What's going on here?

The table columns are as follows, so far now indexes being used:

"listingID int PRIMARY KEY AUTO_INCREMENT, 
types VARCHAR(11), 
town VARCHAR(255), 
postcode CHAR(5), 
price INT UNSIGNED, 
agent VARCHAR(50), 
ref VARCHAR(30), 
bedrooms SMALLINT UNSIGNED, 
rooms SMALLINT UNSIGNED, 
plot MEDIUMINT UNSIGNED, 
size MEDIUMINT UNSIGNED, 
link_url VARCHAR(1024), 
description VARCHAR(14000), 
photos TEXT, 
photos_hosted TEXT, 
gps POINT, 
id VARCHAR(80), 
types_original VARCHAR(30)"

The functions adding the data are below. As I said it completes in 0.2 seconds locally so I don't think I'm doing anything too bad there, even if it's not perfect. listings is a list of dictionaries. The weird use of dictionaries for the inserts is because I was using named placeholders with mysql.connector, but I had to switch to MySQLdb due to another problem with accessing the database, and it doesn't permit named placeholders.
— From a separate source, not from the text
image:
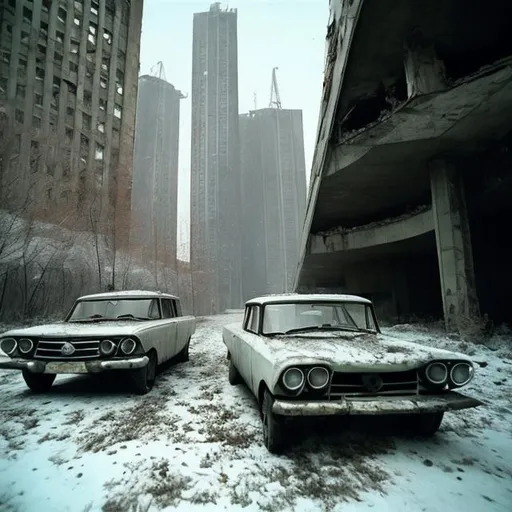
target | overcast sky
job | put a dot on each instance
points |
(289, 34)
def insert_data_to_table(cursor, table_name, columns_list, values_dict, gps_string):
    # Creates a string of csv %s placeholders for the values to be inserted
    placeholders = ", ".join(f"%s" for _ in values_dict.keys())

    # Creates a string of columns to be inserted
    columns = ", ".join(columns_list)

    # If GPS data is provided, insert specific string into query. Else build query without GPS sub string.
    if gps_string:
        insert_query = f"INSERT INTO {table_name} (gps, {columns}) VALUES ({gps_string}, {placeholders})"
    else:
        insert_query = f"INSERT INTO {table_name} ({columns}) VALUES ({placeholders})"

    cursor.execute(insert_query, tuple(values_dict.values()))

def add_listings(cursor, listings):
    print("Adding data...")
    counter = 0
    for listing in listings:
    # Committing every 50 rows rather than after each row reduces time by approx 33%, minimal differences 
     between 20, 50, 100 etc.
        if counter > 50:
            print("Commit", counter)
            db.commit()
            counter = 0
        columns_list = []

        values_dict = {key: None for key in listing if key != "gps"}

        if listing.get("gps") is None:
            gps_string = None
        elif isinstance(listing.get("gps"), list):
            gps_string = f"ST_GeomFromText('POINT({round(listing['gps'][0], 6)} {round(listing['gps'][1], 6)})', 4326)"

        for key in values_dict:
            if isinstance(listing.get(key), list):
                values_dict[key] = ":;:".join([str(x) for x in listing[key]])
            else:
                values_dict[key] = listing.get(key)
            columns_list.append(key)

        insert_data_to_table(cursor, table_name, columns_list, values_dict, gps_string)
        counter += 1
    db.commit()

Solution

  • The main issue turned out to be my inefficient code. By rewriting it to use executemany it reduced the time taken from 50s to 5s.

    Also the database is hosted in USA and I'm in France, which probably doesn't help.